After six years of providing millions of dollars in financial aid, the Inter-American Development Bank (IDB) is disappointed in the state of Guyana’s court system. In one of its latest reports, the IDB highlighted that Guyana suffers from low human capital, which is reflected in the judicial system. The Bank said that it is difficult to attract well-qualified people to the judicial system given low wages and very few (if any) incentives. It said that this has resulted in slow and delayed justice with a backlog of cases and pre-trial detentions that can last up to four years.
The Bank pointed out that Magistrate Courts in the interior districts are held every three months, as there is currently only one magistrate assigned to these courts. It said that one of the magistrates noted that those coming before the court are not always from the area; therefore cases need to be tended to expeditiously.
Compounding this issue, the IDB said, is the fact that people in the interior are a bit nomadic, which creates serious issues for the availability of witnesses to testify in court. It was also noted that the interior courts tend to get blamed for the backlog in cases but sometimes the lawyers’ tactics of frequent and unnecessary adjournments and prosecutors’ tactics of padding their witness lists are contributing factors to delayed justice and a clogged court system.
Further to this, the financial institution said that there is a legal aid program in Guyana, but it does not extend to remote rural areas; therefore, accused persons in these locations have to find and pay for defense lawyers out of pocket. The Bank pointed out that bail must be recovered in Georgetown and sometimes the monies to be recovered were less than the cost of traveling to Georgetown, so often people do not bother to recover it.

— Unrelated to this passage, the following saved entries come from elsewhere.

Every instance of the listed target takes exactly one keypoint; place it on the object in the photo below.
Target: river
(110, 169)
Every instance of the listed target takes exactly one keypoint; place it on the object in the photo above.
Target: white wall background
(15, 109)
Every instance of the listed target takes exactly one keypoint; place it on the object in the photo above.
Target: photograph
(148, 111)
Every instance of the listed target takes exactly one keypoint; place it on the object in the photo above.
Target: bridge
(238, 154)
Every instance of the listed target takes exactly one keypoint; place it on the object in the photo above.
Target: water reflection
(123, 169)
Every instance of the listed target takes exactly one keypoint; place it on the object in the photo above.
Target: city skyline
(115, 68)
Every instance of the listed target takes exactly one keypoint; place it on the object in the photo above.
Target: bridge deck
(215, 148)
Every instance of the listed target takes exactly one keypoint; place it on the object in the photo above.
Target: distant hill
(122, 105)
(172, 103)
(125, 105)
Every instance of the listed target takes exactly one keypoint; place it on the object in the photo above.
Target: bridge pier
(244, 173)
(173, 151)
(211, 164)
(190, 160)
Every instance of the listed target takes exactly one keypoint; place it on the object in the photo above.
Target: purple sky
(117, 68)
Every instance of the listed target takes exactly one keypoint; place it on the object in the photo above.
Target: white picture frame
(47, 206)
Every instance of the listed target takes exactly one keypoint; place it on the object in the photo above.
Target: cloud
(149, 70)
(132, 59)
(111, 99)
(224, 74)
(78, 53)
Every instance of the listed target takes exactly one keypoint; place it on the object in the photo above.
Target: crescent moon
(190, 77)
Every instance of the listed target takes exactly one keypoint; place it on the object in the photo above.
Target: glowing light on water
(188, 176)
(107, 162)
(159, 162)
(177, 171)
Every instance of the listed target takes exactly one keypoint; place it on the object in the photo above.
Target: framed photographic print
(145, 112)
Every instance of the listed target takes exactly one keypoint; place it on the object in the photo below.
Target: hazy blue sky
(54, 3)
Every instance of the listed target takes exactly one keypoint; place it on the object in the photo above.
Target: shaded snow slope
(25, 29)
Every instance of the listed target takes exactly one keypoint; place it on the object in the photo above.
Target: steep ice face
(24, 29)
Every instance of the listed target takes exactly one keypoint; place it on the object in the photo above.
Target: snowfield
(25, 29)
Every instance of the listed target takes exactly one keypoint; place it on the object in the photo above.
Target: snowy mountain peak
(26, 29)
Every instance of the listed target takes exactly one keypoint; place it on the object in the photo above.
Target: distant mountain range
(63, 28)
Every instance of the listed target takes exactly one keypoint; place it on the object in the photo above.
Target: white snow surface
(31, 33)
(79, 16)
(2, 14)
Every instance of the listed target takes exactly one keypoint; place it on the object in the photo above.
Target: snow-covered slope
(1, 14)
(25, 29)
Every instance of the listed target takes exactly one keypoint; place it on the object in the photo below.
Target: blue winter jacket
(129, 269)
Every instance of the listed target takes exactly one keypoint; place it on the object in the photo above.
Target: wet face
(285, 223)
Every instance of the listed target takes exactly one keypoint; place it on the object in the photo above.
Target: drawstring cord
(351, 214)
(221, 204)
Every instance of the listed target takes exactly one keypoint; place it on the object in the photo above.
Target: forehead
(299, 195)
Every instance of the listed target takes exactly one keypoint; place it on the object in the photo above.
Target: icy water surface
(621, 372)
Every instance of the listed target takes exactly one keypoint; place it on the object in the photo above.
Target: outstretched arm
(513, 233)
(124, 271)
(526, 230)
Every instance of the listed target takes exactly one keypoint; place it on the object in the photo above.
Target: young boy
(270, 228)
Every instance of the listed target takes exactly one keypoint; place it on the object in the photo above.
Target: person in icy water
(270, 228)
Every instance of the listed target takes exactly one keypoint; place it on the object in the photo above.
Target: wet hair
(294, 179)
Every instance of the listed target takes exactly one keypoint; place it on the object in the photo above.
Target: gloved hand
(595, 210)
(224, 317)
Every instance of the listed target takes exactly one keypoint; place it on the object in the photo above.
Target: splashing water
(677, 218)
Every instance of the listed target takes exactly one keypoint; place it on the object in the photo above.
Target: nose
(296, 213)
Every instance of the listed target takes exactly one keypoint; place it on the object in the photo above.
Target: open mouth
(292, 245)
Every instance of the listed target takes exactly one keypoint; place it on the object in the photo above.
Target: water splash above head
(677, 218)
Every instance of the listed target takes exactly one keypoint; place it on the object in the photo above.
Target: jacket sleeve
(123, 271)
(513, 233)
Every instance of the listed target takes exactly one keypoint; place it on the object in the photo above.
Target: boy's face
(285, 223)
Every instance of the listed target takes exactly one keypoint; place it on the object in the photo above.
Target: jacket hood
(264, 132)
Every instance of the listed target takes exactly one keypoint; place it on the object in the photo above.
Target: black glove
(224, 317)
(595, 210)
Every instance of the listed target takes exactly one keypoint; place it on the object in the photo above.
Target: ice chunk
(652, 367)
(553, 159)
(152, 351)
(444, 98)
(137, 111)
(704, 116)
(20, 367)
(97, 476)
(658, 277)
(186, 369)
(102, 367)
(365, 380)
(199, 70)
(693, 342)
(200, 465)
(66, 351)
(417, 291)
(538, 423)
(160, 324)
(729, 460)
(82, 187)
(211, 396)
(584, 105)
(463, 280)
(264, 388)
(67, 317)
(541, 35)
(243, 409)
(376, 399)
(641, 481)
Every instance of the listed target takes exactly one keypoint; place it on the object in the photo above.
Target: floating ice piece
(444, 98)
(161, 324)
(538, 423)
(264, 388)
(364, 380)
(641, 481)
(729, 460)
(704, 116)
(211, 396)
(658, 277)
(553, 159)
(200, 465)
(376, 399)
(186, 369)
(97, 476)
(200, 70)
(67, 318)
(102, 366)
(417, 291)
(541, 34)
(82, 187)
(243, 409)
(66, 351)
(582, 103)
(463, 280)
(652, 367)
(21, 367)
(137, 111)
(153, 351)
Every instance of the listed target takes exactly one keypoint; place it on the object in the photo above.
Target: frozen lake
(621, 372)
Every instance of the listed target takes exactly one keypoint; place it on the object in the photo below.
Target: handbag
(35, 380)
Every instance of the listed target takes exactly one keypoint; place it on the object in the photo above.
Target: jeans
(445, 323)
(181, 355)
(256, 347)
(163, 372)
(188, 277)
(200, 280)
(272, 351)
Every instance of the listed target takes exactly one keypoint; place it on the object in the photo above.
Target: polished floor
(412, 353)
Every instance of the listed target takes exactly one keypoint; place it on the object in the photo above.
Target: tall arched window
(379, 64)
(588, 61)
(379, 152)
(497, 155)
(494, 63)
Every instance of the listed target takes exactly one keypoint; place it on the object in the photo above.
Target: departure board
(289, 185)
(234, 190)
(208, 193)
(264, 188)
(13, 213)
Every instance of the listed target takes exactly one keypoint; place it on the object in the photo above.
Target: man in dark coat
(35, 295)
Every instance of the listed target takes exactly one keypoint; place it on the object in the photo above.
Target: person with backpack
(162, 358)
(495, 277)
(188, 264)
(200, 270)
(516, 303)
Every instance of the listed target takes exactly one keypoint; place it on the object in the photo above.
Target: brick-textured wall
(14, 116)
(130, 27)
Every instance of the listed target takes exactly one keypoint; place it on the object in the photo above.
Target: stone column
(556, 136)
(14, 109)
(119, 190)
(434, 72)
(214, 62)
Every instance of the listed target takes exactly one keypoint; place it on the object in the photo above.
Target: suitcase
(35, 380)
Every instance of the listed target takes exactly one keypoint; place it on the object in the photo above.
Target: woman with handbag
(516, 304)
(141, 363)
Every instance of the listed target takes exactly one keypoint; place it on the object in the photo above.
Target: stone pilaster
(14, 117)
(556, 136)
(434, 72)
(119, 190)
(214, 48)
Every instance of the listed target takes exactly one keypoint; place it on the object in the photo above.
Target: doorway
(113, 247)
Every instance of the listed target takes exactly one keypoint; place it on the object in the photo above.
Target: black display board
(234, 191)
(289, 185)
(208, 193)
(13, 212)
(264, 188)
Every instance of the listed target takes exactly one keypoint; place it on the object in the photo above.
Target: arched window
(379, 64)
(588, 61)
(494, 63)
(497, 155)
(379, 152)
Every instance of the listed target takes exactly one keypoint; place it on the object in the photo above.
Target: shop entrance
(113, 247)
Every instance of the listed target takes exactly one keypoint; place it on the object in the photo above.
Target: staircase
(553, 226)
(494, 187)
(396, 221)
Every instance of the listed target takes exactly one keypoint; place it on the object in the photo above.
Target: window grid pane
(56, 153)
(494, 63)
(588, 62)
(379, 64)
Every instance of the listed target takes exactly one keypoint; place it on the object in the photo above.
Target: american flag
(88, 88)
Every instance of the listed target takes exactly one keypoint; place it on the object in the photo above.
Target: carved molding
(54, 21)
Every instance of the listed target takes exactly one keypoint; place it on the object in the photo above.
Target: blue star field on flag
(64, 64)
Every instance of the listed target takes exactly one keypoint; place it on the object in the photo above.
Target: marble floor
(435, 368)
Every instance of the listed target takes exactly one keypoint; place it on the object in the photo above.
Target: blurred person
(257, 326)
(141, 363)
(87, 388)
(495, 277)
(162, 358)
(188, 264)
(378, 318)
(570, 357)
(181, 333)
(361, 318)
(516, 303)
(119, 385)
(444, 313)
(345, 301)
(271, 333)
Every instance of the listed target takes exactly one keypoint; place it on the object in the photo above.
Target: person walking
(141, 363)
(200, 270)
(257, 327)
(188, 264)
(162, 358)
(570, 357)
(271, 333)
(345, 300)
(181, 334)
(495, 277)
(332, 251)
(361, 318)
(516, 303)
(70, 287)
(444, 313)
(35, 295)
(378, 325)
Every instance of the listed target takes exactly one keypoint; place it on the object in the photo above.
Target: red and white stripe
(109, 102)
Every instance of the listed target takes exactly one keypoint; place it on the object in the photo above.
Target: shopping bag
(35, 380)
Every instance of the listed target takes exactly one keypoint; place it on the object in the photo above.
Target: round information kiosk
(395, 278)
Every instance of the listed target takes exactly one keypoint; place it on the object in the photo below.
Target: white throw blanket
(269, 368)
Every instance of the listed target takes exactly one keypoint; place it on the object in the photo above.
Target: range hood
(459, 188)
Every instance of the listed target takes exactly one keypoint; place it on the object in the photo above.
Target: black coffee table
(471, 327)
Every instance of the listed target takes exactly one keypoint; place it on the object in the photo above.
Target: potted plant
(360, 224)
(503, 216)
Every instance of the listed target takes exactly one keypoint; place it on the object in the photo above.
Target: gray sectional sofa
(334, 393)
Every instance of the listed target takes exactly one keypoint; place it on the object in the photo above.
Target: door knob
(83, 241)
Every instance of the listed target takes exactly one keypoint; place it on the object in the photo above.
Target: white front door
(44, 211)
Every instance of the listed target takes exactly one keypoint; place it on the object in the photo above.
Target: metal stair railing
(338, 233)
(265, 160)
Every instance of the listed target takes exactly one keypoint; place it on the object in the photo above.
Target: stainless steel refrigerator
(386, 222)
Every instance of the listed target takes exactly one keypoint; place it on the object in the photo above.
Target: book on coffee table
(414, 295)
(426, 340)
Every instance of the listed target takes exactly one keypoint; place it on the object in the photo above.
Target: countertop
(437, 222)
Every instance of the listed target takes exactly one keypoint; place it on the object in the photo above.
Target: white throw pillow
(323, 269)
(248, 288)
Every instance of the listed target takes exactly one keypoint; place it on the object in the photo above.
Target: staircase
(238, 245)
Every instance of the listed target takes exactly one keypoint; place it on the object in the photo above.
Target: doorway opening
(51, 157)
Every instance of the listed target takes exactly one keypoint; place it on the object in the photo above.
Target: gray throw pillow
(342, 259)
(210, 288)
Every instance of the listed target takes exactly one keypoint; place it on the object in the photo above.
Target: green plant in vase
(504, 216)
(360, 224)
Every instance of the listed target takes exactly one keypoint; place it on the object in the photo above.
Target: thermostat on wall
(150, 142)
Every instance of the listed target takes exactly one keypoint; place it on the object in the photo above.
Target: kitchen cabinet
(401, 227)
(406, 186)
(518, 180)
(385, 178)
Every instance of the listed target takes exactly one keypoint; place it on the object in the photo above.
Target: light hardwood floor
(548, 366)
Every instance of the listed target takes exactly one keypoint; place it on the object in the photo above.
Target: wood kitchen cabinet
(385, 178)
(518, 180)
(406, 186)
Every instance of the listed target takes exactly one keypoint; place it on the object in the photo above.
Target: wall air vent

Additionally , the IDB noted that the Attorney General, whose office coordinates the administration of justice in Guyana, asked USAID for support to assess the entire justice sector, including the public prosecutor, police, police prosecutors, the judiciary, and prisons to see how they can improve the systems as the new coalition government works “to restore the rule of law in Guyana.” The IDB said that improvements need to be made as soon as possible since “the system is in a terrible state.